本

『人はなぜ「憎む」のか』

ホンとの本

『人はなぜ「憎む」のか』
ラッシュ・W・ドージアJr.
桃井緑美子
\2,200
2003.7

 憎しみの感情に支配された人間は、もう止めることができない。憎悪が残虐なことを正当化する。少なくとも自分自身の内部においては。テロも然り。ここではアメリカに起こったさまざまな例を基に、人間の残虐な殺人行為ばかり取り上げているような気がするかもしれないが、対象は、戦争やテロばかりではない。
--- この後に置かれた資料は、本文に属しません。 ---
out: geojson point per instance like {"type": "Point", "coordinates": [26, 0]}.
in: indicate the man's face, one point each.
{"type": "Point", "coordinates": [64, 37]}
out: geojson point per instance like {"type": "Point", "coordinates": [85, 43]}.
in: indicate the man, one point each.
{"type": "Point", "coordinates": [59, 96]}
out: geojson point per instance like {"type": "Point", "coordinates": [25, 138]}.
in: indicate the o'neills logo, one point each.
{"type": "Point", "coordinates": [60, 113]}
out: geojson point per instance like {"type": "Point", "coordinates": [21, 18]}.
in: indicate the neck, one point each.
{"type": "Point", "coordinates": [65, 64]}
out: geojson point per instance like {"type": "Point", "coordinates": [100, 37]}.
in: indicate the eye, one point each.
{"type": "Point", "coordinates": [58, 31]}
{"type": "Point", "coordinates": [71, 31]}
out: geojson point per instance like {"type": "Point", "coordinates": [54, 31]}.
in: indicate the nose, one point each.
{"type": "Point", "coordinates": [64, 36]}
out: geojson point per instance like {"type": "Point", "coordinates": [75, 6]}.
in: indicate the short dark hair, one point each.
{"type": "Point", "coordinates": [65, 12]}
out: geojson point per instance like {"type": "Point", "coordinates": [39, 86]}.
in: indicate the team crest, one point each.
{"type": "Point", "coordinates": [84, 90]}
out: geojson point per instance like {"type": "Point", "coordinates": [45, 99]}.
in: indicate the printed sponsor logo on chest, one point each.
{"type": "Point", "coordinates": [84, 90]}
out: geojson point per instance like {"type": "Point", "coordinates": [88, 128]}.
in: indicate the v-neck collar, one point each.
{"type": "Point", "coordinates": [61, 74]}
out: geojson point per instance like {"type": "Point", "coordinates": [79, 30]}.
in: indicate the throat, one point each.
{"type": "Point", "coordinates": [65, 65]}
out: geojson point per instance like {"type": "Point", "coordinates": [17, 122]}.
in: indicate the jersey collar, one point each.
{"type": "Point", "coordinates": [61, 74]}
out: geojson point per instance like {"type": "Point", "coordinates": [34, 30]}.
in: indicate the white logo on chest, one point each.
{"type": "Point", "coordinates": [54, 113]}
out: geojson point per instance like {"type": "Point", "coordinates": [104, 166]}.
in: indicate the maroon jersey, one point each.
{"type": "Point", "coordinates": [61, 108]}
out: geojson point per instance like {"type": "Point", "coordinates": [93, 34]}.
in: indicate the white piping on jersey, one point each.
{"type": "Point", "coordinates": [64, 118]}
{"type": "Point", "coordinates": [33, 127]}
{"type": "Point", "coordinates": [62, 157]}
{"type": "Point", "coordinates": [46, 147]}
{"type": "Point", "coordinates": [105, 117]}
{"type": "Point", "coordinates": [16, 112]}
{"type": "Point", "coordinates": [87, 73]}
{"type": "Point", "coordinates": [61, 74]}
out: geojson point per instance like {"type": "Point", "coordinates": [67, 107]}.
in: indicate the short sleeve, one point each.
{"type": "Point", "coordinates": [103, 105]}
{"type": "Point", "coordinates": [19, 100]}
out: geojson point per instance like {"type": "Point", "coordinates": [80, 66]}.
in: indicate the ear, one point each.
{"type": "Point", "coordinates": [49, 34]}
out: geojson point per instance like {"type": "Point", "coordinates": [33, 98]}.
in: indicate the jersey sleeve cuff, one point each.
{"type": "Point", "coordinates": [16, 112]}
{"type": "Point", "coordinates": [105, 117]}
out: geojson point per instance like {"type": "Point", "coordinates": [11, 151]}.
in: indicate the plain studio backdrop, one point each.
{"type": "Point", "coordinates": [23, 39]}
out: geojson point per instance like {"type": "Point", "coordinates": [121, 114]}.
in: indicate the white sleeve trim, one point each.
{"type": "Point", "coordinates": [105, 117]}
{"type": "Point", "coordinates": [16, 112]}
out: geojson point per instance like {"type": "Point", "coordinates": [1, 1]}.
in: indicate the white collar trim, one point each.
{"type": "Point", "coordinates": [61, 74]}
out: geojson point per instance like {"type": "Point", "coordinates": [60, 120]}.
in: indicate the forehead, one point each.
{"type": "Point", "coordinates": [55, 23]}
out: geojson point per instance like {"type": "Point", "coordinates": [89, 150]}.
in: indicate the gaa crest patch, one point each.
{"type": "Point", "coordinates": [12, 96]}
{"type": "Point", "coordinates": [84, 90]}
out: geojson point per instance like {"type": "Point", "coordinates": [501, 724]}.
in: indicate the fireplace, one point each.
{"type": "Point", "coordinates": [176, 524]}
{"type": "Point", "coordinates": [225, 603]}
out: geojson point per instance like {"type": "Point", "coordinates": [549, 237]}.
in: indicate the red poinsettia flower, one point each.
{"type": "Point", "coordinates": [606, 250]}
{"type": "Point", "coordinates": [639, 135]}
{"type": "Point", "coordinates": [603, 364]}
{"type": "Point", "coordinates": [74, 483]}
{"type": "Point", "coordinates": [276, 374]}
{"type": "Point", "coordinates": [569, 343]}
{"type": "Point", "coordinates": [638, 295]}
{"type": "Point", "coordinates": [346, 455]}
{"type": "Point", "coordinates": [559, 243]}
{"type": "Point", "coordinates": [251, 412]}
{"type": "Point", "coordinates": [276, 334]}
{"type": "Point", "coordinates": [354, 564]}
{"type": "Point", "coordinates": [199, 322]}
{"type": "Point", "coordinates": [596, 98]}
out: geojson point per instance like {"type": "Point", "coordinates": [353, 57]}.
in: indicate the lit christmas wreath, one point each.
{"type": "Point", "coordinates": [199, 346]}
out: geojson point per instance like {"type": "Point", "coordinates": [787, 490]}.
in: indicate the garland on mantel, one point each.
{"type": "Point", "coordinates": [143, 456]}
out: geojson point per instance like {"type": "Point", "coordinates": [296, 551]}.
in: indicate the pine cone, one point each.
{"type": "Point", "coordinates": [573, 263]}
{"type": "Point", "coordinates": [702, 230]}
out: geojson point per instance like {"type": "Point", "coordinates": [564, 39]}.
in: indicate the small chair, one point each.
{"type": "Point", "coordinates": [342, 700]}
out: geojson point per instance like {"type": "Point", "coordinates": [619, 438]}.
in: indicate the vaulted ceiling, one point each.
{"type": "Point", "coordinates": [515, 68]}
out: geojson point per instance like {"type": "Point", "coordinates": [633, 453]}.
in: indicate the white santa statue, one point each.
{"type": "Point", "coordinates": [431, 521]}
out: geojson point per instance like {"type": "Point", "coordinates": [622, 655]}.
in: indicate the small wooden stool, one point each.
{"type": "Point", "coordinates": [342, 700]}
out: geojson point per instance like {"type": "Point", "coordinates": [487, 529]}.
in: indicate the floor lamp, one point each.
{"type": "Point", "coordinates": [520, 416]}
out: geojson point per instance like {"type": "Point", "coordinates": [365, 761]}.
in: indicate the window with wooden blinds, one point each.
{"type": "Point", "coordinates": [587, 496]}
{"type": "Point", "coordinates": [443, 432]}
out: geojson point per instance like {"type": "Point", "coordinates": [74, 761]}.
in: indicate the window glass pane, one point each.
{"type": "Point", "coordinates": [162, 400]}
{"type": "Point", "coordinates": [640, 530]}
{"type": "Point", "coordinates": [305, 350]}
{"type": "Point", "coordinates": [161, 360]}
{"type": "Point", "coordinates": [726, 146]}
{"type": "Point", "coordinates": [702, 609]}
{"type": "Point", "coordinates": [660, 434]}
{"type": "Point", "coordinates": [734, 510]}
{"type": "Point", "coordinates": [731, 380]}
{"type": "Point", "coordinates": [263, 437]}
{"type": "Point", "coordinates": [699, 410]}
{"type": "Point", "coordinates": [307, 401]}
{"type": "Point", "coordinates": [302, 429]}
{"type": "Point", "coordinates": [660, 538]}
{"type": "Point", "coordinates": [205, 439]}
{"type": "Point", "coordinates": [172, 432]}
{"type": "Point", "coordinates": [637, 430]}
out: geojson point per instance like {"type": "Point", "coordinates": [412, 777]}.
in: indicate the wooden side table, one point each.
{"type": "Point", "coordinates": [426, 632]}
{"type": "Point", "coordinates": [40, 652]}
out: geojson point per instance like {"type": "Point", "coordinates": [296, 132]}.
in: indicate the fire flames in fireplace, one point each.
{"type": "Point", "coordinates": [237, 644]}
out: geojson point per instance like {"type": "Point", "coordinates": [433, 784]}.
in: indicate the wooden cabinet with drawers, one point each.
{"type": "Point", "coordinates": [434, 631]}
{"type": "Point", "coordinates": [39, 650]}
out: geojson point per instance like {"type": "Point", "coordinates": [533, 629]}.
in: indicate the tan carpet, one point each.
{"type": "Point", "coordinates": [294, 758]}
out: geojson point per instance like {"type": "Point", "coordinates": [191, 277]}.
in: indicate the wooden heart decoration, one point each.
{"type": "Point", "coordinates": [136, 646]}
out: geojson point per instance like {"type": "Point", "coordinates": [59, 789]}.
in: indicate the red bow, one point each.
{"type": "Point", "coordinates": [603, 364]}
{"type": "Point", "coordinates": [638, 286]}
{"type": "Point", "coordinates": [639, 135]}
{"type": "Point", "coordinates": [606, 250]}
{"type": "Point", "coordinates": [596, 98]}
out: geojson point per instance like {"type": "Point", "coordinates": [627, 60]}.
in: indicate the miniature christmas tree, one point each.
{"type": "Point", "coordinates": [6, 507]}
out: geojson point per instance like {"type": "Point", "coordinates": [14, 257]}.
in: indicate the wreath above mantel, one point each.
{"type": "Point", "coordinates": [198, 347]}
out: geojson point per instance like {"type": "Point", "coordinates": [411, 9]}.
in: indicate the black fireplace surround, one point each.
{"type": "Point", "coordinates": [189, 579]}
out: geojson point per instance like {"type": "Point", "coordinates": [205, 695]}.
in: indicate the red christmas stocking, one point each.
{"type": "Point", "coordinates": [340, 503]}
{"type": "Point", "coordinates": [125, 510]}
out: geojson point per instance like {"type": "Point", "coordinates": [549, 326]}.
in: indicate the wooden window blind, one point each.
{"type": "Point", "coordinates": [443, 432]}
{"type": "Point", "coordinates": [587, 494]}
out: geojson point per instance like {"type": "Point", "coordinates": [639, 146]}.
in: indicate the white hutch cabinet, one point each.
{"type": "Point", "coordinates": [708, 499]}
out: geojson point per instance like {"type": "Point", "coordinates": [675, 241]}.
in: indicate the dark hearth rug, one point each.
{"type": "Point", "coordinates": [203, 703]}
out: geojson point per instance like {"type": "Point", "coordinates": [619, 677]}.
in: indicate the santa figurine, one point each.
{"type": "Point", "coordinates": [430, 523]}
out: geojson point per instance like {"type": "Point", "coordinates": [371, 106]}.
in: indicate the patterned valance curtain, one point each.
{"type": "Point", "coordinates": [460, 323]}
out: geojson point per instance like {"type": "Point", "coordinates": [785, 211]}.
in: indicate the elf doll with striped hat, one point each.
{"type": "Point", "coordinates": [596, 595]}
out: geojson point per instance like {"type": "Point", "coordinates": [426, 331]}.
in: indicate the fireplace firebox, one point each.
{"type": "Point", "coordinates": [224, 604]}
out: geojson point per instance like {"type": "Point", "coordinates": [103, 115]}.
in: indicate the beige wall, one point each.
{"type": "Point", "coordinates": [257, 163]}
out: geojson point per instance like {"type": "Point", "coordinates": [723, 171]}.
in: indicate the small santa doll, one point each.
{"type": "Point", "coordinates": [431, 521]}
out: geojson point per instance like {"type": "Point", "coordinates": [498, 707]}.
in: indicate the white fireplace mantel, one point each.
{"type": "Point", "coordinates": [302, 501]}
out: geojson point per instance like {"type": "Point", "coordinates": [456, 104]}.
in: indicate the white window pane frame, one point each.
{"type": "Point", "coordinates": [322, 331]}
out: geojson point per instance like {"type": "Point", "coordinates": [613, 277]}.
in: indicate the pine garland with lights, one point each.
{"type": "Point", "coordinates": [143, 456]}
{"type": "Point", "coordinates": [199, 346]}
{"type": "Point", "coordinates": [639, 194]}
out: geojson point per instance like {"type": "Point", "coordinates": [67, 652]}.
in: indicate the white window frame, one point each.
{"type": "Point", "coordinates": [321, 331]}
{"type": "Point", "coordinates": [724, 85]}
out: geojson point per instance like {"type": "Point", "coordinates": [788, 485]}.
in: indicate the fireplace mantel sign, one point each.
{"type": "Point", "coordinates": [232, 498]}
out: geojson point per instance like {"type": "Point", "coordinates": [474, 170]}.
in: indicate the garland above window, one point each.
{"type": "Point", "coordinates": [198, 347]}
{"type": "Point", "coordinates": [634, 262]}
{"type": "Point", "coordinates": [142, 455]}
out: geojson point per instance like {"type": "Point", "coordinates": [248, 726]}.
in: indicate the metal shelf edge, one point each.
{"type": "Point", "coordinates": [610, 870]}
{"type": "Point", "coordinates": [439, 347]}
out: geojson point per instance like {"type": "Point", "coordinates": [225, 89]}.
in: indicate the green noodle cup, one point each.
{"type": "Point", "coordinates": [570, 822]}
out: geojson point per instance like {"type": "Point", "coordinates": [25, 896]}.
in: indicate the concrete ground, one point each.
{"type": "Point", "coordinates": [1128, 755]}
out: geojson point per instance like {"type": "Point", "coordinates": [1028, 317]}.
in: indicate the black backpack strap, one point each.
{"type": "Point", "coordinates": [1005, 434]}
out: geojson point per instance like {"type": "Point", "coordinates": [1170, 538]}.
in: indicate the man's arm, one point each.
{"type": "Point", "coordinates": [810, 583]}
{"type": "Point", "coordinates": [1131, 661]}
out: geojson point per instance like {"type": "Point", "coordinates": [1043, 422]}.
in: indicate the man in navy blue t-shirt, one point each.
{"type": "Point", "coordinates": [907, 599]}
自己嫌悪による自殺の問題や、性差別、人種差別、インターネットが引き起こす問題点、職場のストレスの問題なども十分検討されている。実際、小さなレベルでは、私たちの生活の細々としたところで、この憎しみがはびこっている。それは、自分(たち)と敵とを峻別しているからである。
 それは、必ずしも大人たちの専売特許ではない。
 銃を乱射した子どもたちに共通していることがあるという。それは、自分が正しいと信じて疑わないということだ。いじめられたにせよ、何か不満を抱いたにせよ、それは誰かのせいであり、誰か他人の責任なのである。自分がこれをするには正当な理由がある、と正当化している点では、見事なほど共通しているという。それはそうだろう。そういう感情がなければ、とてもそういった残酷なことはできないだろう。だが、その指摘は無意味ではない。自分には正義があるという発想をいくらかでも反省させる試みがあれば、そういった悲劇をなくす方向へ動き始めることができるかもしれない。
 新聞編集者や弁護士を経て、社会的な話題に、心理学などを通したメスを入れていく著者は、ピュリツァー賞受賞の看板に偽りなく、読者をうならせるリポートを続けていく。
 2001年9月11日の、あの同時多発テロのために書かれたという言い方をしてはいないけれども、たぶんその事件を契機に、敵とか憎しみとかいった事柄への洞察を深めていったことは否めまい。戦争をなくしたい、と誰もが理想を掲げるにも拘わらず、なぜそれが実現できないのか。その根っこを探る分析の試みは、案外これまでなかったのではないか。
 この分厚い本は、さまざまな例証を記すとともに、憎しみへ走る心理の特徴を7つ挙げたり、その憎しみを根絶するための10の戦略を提案したりする。きわめて実際的な対策の書でもあるのだ。敵と戦うようなスポーツが実はこの行き詰まりを打開する秘密をもつのではないか、というような効用も指摘されているのが面白い。暴力的な意味での敵を作らない「われらと、われら」の視点をもつようになれるというのだ。そこから、共感や謝罪の心へとつながる視点を提供することにより、著者は、未来に確実に希望を見いだしている。それは、子どもたちの存在でもある。未来は、子どもたちが作る。今の大人たちが、子どもたちに何を教えるかによって、残虐行為はなくしていけるはずだと考えている。古い世代の憎しみを教えることをやめなければならない。そうして、子どもたちに責任をかぶせていくのでなく、大人たちが自らの責任として、それを実行していくのでなければならない。
 憎悪と暴力を生むメカニズムは、たしかに人間の精神の中に遺伝的に存するのではあるが、それが現れるかどうかは、環境によって活発化していく。著者はそう宣言する。マレーシアの平和な民族セマイ族の例が挙げられる。1950年代の共産党の武装蜂起に際し、イギリスに駆り出されたセマイ族の部隊は、それまでの温和な性格が、血に飢えた狼のように、敵を殺しまくったという。あまりにも情報が少なかった彼らは、与えられた環境の中で、本能的なものが現れてしまったのだ。そして村に戻れば、また温和な人間に戻ったという。メディアの発達した世界では、彼らと同じ状況が生まれることは想像しにくいが、私たちは、次の世代に、間違いなく「平和」を伝えていく義務を負っていることはまちがいない。